Structure of extensions arising in Lie approximation of connected groups

Question

My imperfect understanding is that, by the work of various authors (Gleason, Yamabe, Montgomery, Zippin ...), the following result is known:

Let $G$ be a connected, locally compact, Hausdorff group, and let $U$ be an open neighbourhood of the identity in $G$. Then $G$ has a compact normal subgroup K satisfying $K\subseteq U$, such that the quotient $L=G/K$ is a (connected) Lie group.

I'm aware this isn't the sharpest version, which relates to what I am about to ask.

Suppose we are given a compact group $K$ and a connected Lie group $L$. Has there been any work to investigate what possible extensions $K\to G \to L$ can arise, with $G$ connected and all homomorphisms being continuous with closed range? What if we require $K$ to be "small" in $G$ in the sense of the Lie approximation theorem above?

I'd be happy with suggestions of places to look in the literature.

A related question, which might have an easy answer (I am not very experienced in the structure theory of locally compact groups):

What is a good example to have in mind, of a connected l.c.h. group $G$ that does not admit any semidirect product decomposition $G\cong K \rtimes L$ where $K$ is compact and $L$ is Lie?

Answer 1

For $G$ a topological group denote $G^\circ$ its unit component.

Say that a topological group $K$ is compact-semisimple if it is compact, connected and has a dense commutator subgroup.
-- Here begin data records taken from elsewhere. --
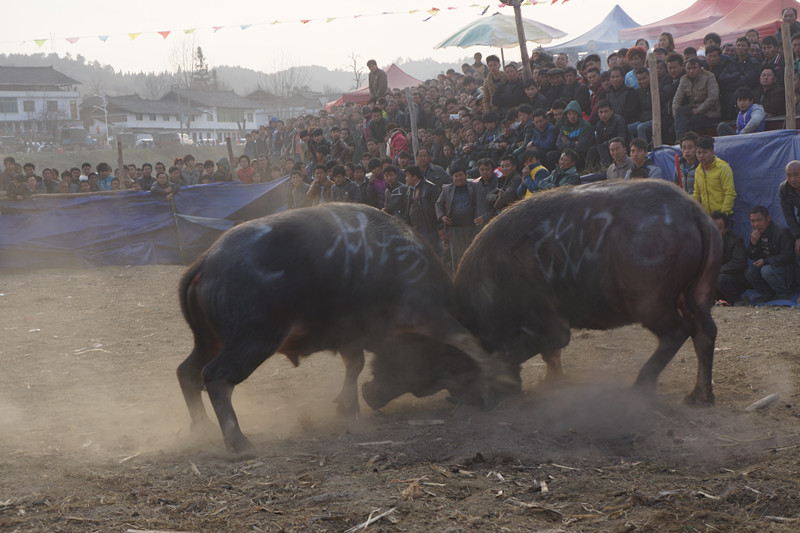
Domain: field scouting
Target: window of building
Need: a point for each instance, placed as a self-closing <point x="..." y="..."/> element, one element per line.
<point x="8" y="105"/>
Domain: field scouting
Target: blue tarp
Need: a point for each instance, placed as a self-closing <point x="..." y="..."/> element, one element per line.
<point x="128" y="228"/>
<point x="758" y="161"/>
<point x="604" y="36"/>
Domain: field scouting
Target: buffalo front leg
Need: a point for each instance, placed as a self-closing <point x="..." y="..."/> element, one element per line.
<point x="353" y="358"/>
<point x="704" y="338"/>
<point x="672" y="332"/>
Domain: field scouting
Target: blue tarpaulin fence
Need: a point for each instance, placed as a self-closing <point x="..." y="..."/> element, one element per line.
<point x="137" y="229"/>
<point x="128" y="228"/>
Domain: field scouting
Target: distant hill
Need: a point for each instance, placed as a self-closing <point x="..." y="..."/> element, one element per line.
<point x="97" y="78"/>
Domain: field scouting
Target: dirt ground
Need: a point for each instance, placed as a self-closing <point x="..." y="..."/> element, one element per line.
<point x="94" y="432"/>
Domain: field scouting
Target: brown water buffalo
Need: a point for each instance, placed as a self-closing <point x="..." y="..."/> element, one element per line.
<point x="595" y="256"/>
<point x="336" y="277"/>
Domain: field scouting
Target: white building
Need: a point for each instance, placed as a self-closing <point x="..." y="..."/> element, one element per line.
<point x="36" y="102"/>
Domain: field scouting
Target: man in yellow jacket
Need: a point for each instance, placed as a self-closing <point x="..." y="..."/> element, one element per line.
<point x="713" y="185"/>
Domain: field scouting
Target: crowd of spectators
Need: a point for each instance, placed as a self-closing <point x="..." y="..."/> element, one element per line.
<point x="487" y="138"/>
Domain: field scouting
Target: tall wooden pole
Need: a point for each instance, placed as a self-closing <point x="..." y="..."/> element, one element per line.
<point x="122" y="184"/>
<point x="788" y="77"/>
<point x="230" y="155"/>
<point x="655" y="99"/>
<point x="523" y="46"/>
<point x="413" y="116"/>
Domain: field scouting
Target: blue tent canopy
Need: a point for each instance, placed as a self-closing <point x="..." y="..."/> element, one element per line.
<point x="604" y="36"/>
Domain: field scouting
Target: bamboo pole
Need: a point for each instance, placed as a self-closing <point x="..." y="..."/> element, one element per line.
<point x="655" y="99"/>
<point x="230" y="155"/>
<point x="119" y="164"/>
<point x="413" y="116"/>
<point x="788" y="77"/>
<point x="523" y="46"/>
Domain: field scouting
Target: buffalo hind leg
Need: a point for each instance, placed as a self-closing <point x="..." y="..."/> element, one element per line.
<point x="555" y="372"/>
<point x="672" y="332"/>
<point x="703" y="338"/>
<point x="232" y="366"/>
<point x="353" y="357"/>
<point x="190" y="377"/>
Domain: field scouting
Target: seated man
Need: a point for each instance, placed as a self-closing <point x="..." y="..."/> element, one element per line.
<point x="621" y="164"/>
<point x="687" y="162"/>
<point x="713" y="179"/>
<point x="696" y="103"/>
<point x="609" y="127"/>
<point x="344" y="190"/>
<point x="640" y="159"/>
<point x="730" y="282"/>
<point x="771" y="248"/>
<point x="507" y="185"/>
<point x="770" y="94"/>
<point x="575" y="133"/>
<point x="533" y="173"/>
<point x="565" y="174"/>
<point x="751" y="115"/>
<point x="461" y="211"/>
<point x="789" y="194"/>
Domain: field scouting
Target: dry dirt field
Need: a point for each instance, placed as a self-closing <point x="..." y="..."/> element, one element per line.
<point x="94" y="432"/>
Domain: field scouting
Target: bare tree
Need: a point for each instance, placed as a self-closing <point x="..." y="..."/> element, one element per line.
<point x="357" y="69"/>
<point x="182" y="59"/>
<point x="156" y="85"/>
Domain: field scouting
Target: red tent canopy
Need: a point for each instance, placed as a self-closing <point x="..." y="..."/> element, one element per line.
<point x="698" y="15"/>
<point x="761" y="15"/>
<point x="396" y="78"/>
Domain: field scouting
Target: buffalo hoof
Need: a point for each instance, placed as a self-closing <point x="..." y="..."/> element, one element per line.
<point x="372" y="395"/>
<point x="347" y="408"/>
<point x="700" y="398"/>
<point x="239" y="444"/>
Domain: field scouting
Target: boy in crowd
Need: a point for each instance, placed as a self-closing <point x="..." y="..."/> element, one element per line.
<point x="751" y="115"/>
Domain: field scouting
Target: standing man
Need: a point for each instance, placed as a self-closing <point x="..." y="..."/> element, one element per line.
<point x="378" y="83"/>
<point x="460" y="210"/>
<point x="713" y="179"/>
<point x="494" y="79"/>
<point x="421" y="205"/>
<point x="789" y="193"/>
<point x="696" y="102"/>
<point x="771" y="248"/>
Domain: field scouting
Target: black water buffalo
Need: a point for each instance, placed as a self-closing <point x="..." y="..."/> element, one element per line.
<point x="595" y="256"/>
<point x="334" y="277"/>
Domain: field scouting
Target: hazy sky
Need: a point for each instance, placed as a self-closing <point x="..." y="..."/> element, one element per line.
<point x="269" y="47"/>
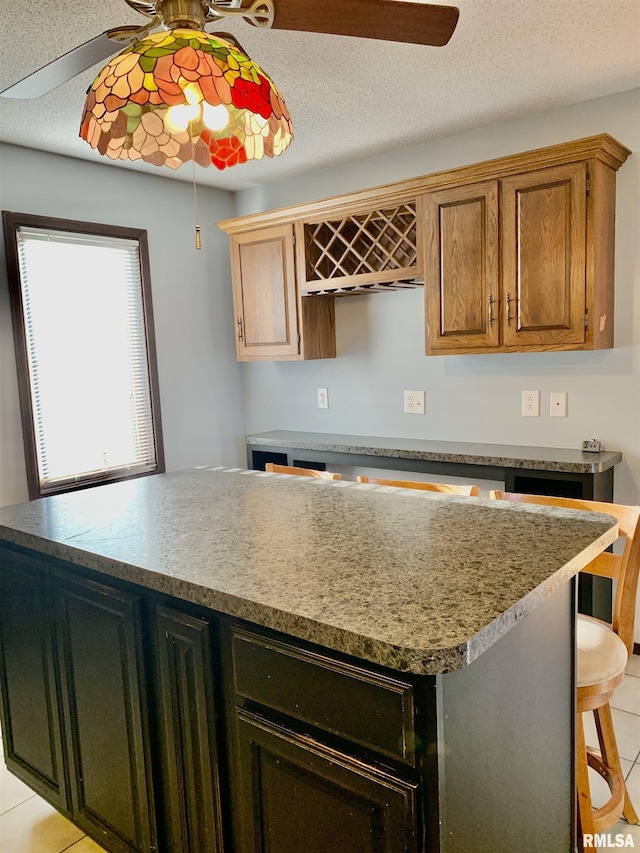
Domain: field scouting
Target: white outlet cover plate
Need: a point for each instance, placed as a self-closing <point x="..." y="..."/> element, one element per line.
<point x="414" y="402"/>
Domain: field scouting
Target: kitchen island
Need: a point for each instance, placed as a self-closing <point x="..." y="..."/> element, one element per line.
<point x="228" y="660"/>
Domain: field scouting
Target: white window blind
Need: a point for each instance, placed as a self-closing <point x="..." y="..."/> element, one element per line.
<point x="87" y="356"/>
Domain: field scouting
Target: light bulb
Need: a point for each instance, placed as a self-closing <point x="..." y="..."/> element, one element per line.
<point x="216" y="118"/>
<point x="177" y="118"/>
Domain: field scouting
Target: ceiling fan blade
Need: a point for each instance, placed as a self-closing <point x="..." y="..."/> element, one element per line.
<point x="63" y="68"/>
<point x="389" y="20"/>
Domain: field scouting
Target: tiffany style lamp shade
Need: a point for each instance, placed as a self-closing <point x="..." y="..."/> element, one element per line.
<point x="183" y="95"/>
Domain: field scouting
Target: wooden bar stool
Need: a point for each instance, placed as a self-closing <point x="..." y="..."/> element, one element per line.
<point x="443" y="488"/>
<point x="274" y="468"/>
<point x="602" y="654"/>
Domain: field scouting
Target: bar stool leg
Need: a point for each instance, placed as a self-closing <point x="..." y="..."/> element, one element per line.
<point x="611" y="756"/>
<point x="585" y="812"/>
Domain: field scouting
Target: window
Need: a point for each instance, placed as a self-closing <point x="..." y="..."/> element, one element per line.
<point x="85" y="352"/>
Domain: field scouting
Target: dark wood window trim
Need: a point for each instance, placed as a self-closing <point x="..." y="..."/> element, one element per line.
<point x="14" y="220"/>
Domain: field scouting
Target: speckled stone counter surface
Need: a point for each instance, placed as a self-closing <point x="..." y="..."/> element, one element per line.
<point x="411" y="580"/>
<point x="498" y="455"/>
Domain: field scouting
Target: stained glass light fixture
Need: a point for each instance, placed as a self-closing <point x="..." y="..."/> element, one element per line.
<point x="183" y="95"/>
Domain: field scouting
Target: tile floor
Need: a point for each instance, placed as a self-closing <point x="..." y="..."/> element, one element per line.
<point x="29" y="825"/>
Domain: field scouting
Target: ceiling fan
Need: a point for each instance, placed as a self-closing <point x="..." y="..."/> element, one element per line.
<point x="388" y="20"/>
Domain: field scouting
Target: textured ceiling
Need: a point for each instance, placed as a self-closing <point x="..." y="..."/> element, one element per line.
<point x="351" y="98"/>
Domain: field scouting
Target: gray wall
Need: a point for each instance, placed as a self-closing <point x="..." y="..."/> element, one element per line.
<point x="200" y="380"/>
<point x="474" y="397"/>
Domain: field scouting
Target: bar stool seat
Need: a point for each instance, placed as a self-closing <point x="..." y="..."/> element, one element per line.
<point x="602" y="655"/>
<point x="602" y="652"/>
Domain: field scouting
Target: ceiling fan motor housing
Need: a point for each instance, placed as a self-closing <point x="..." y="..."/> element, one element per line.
<point x="187" y="14"/>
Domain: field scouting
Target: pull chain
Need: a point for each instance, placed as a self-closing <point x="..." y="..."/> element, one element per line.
<point x="195" y="188"/>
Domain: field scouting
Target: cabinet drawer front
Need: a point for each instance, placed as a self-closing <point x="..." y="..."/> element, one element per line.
<point x="297" y="795"/>
<point x="369" y="709"/>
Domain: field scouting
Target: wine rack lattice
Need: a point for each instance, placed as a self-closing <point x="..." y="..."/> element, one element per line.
<point x="380" y="244"/>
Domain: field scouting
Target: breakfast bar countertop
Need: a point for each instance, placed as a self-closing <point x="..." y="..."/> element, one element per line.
<point x="559" y="459"/>
<point x="411" y="580"/>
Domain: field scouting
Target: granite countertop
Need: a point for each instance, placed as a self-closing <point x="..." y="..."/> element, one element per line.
<point x="411" y="580"/>
<point x="470" y="453"/>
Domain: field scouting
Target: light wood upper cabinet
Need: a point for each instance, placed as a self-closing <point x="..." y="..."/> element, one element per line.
<point x="543" y="257"/>
<point x="516" y="254"/>
<point x="264" y="293"/>
<point x="462" y="268"/>
<point x="522" y="263"/>
<point x="273" y="322"/>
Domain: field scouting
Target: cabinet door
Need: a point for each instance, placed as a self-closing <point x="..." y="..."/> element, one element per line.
<point x="264" y="293"/>
<point x="297" y="795"/>
<point x="543" y="216"/>
<point x="28" y="685"/>
<point x="462" y="268"/>
<point x="104" y="697"/>
<point x="191" y="791"/>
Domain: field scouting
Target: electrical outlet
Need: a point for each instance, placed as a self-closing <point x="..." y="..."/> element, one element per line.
<point x="530" y="404"/>
<point x="558" y="404"/>
<point x="414" y="402"/>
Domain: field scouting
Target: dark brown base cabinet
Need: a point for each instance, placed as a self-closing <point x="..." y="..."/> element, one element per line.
<point x="157" y="725"/>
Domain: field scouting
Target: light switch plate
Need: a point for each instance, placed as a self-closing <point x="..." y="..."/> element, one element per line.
<point x="558" y="404"/>
<point x="414" y="402"/>
<point x="530" y="404"/>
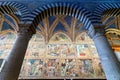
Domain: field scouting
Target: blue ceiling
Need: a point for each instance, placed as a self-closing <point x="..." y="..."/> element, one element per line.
<point x="88" y="4"/>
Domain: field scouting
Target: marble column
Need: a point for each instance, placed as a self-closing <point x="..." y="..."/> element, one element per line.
<point x="109" y="61"/>
<point x="13" y="62"/>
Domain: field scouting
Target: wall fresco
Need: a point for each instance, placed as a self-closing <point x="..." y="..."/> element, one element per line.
<point x="58" y="59"/>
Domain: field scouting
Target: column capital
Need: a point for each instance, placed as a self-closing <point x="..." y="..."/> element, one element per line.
<point x="96" y="31"/>
<point x="26" y="28"/>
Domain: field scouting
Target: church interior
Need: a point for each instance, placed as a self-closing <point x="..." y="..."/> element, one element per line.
<point x="59" y="39"/>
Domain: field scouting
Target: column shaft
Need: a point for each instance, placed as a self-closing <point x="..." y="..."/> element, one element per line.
<point x="13" y="63"/>
<point x="109" y="61"/>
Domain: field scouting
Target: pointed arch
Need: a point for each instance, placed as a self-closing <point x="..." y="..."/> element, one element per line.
<point x="105" y="9"/>
<point x="15" y="8"/>
<point x="61" y="8"/>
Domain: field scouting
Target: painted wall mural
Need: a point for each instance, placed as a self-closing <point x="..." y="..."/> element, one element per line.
<point x="60" y="58"/>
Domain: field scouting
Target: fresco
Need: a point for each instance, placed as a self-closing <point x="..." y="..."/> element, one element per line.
<point x="51" y="68"/>
<point x="6" y="42"/>
<point x="58" y="59"/>
<point x="82" y="50"/>
<point x="32" y="67"/>
<point x="117" y="53"/>
<point x="36" y="47"/>
<point x="68" y="68"/>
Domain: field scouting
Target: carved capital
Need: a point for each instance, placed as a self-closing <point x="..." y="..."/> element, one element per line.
<point x="25" y="30"/>
<point x="96" y="31"/>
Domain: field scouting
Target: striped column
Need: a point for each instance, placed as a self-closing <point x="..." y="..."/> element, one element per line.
<point x="13" y="63"/>
<point x="109" y="61"/>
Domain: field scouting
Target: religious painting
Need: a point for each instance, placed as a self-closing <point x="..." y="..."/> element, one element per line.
<point x="37" y="38"/>
<point x="54" y="50"/>
<point x="98" y="71"/>
<point x="32" y="67"/>
<point x="85" y="68"/>
<point x="51" y="68"/>
<point x="93" y="50"/>
<point x="59" y="38"/>
<point x="68" y="68"/>
<point x="67" y="50"/>
<point x="117" y="53"/>
<point x="37" y="50"/>
<point x="82" y="50"/>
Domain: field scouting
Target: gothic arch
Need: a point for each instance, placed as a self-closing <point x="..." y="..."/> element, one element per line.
<point x="106" y="9"/>
<point x="14" y="8"/>
<point x="61" y="8"/>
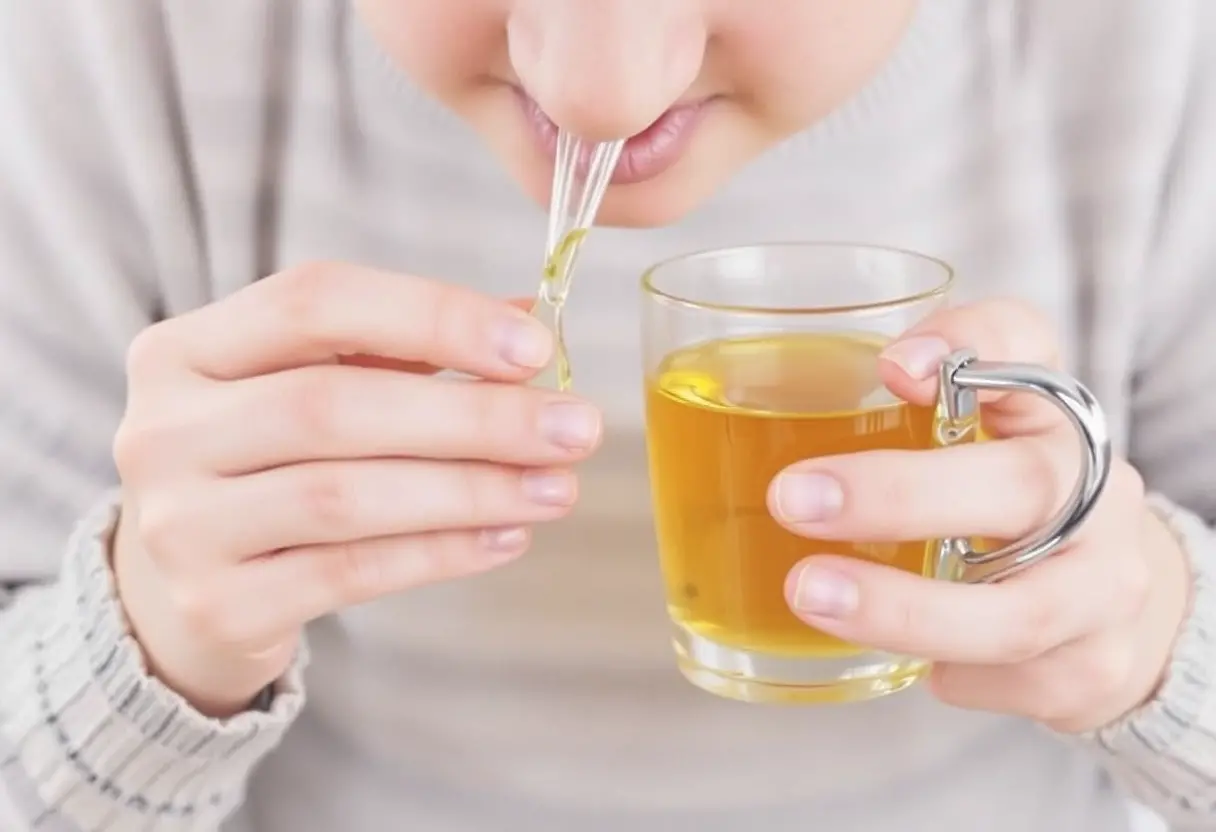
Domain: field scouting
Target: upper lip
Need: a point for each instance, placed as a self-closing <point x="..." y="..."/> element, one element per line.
<point x="682" y="104"/>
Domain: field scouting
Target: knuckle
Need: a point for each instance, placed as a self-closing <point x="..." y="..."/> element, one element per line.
<point x="355" y="573"/>
<point x="482" y="490"/>
<point x="133" y="448"/>
<point x="159" y="529"/>
<point x="327" y="494"/>
<point x="1130" y="584"/>
<point x="488" y="412"/>
<point x="445" y="318"/>
<point x="898" y="494"/>
<point x="1108" y="668"/>
<point x="201" y="607"/>
<point x="1034" y="636"/>
<point x="302" y="297"/>
<point x="314" y="405"/>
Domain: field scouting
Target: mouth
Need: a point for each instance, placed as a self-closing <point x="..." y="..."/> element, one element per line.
<point x="646" y="155"/>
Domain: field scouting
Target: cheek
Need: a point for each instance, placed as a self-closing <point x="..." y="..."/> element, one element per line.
<point x="794" y="66"/>
<point x="448" y="49"/>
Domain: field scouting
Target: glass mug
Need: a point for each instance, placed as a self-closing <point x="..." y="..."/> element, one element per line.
<point x="759" y="357"/>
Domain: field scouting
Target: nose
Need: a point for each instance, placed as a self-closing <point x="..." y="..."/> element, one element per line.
<point x="606" y="68"/>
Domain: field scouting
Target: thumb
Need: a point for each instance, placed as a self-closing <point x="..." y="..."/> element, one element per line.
<point x="1000" y="330"/>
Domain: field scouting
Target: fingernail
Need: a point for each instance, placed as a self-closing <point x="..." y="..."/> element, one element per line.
<point x="570" y="425"/>
<point x="505" y="540"/>
<point x="918" y="357"/>
<point x="524" y="343"/>
<point x="809" y="498"/>
<point x="549" y="488"/>
<point x="825" y="592"/>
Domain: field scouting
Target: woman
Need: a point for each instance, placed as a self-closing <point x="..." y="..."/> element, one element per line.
<point x="286" y="459"/>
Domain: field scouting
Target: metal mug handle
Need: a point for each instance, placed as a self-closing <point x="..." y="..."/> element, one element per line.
<point x="961" y="378"/>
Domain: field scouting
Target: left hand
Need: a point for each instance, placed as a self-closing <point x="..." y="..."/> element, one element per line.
<point x="1075" y="641"/>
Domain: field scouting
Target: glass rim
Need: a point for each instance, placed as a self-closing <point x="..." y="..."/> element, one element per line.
<point x="940" y="288"/>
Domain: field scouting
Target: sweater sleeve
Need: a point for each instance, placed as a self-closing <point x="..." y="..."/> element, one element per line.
<point x="95" y="204"/>
<point x="1165" y="753"/>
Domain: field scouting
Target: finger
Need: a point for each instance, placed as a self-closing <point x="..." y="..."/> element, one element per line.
<point x="1001" y="489"/>
<point x="1000" y="330"/>
<point x="416" y="367"/>
<point x="1075" y="687"/>
<point x="317" y="313"/>
<point x="328" y="412"/>
<point x="332" y="502"/>
<point x="1005" y="623"/>
<point x="269" y="597"/>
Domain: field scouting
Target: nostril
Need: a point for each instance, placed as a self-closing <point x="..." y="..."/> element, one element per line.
<point x="600" y="72"/>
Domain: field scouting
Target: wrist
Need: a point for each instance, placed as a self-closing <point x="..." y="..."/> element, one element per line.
<point x="1166" y="610"/>
<point x="214" y="681"/>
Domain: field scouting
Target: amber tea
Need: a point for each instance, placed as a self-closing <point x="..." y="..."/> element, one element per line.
<point x="724" y="417"/>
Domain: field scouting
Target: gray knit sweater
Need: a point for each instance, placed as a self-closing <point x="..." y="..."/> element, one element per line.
<point x="158" y="155"/>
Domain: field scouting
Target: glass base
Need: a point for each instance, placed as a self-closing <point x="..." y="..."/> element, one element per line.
<point x="763" y="678"/>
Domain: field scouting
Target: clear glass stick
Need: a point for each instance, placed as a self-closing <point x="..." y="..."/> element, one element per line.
<point x="574" y="202"/>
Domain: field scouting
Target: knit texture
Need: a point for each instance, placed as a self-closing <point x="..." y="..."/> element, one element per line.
<point x="159" y="156"/>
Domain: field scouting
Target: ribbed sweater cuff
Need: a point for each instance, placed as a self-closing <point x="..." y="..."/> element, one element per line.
<point x="1166" y="749"/>
<point x="97" y="740"/>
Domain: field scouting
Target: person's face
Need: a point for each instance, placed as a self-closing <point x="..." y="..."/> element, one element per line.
<point x="701" y="85"/>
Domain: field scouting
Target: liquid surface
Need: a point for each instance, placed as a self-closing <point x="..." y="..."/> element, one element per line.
<point x="555" y="287"/>
<point x="722" y="419"/>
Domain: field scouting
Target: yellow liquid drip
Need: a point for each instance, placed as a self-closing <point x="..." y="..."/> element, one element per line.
<point x="555" y="285"/>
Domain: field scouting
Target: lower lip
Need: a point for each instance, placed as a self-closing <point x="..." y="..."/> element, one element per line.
<point x="645" y="156"/>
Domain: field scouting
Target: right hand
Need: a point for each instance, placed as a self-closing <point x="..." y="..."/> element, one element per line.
<point x="287" y="451"/>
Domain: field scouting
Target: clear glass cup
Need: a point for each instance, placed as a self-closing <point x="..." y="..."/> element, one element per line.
<point x="759" y="357"/>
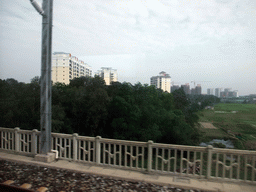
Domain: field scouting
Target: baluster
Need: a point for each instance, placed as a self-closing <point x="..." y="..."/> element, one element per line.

It actually follows that $K$ is a perfect group (abstractly), and that $K$ is quotient of a (possibly infinite) product of simple compact Lie groups by a central subgroup. Moreover, for every compact connected group $K$, the commutator subgroup $[K,K]$ is closed and compact-semisimple, and moreover $K=[K,K]Z(K)$, $Z(K)$ being its center. In addition, if $K$ is compact-semisimple, then $\mathrm{Aut}(K)^\circ$ consists of inner automorphisms.

Lemma: let $K$ be a compact group with $K^\circ$ abelian. Then $\mathrm{Aut}(K)$ is totally disconnected. (The topology being the compact-open, hence, in the compact case, the topology of uniform convergence.)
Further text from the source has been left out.